In a separately related development, the US military said Monday that twenty-two suspected Taliban and Al-Qaeda militants, including three Arabs, were killed in a fierce gun-battle with US-led forces in Afghanistan.

"Twenty-two anti-coalition militias were killed — three of them were Arabs," military spokesman Major Scott Nelson told a news briefing in Kabul.

Another three suspected militants, including an Arab who’s nationality was not disclosed, were captured in the fighting which took place overnight, he said.

The fighting erupted late Sunday night after about 40 militants armed with AK-47s, rocket-propelled grenades and a global positioning system attacked US soldiers patrolling in Shinkay, a troubled district in southeastern Zabul province, Nelson said.
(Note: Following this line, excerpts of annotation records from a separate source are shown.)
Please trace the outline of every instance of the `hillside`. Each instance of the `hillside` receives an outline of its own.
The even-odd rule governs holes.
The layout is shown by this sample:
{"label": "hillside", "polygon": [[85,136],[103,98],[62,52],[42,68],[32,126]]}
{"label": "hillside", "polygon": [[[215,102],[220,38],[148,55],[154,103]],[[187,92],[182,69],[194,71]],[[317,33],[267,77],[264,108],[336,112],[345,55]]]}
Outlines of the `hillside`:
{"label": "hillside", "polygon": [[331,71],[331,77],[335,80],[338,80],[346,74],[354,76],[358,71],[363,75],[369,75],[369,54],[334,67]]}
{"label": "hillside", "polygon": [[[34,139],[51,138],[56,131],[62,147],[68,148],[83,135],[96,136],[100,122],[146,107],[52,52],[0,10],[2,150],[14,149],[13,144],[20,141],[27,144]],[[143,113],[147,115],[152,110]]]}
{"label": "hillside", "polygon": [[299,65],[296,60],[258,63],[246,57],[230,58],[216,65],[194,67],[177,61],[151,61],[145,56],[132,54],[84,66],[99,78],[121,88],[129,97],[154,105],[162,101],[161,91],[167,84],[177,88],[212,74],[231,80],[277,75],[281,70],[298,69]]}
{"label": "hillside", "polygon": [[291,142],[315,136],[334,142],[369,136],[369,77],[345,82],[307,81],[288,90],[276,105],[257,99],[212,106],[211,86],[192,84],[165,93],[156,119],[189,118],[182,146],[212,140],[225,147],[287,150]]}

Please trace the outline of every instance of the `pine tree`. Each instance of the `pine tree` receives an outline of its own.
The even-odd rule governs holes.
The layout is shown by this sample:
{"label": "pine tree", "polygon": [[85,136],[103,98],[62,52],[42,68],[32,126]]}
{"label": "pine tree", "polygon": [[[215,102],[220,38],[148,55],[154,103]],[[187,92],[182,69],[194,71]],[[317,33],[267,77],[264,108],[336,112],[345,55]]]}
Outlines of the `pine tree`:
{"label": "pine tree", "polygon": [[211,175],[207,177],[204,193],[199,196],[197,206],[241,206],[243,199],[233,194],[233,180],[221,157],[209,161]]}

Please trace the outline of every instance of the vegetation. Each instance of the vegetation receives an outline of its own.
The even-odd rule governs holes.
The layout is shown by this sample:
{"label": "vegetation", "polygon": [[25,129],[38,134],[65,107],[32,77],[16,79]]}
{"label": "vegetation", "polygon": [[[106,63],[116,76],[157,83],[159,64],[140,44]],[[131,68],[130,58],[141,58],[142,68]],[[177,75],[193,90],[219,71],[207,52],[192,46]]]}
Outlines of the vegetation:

The troops also sized a video camera and several tapes, but the spokesman declined to disclose their content.

"Our soldiers were out doing a cordon search they were engaged by a large force of anti-coalition militias… around 40," he said. "Skirmishes continued throughout the night."

No coalition soldiers were hurt in the fire-fight which involved two US Apache gun-ship helicopters, he added.

Zabul, which neighbors Pakistan, is a stronghold for Taliban fighters deposed from power by a US-led military offensive at the end of 2001.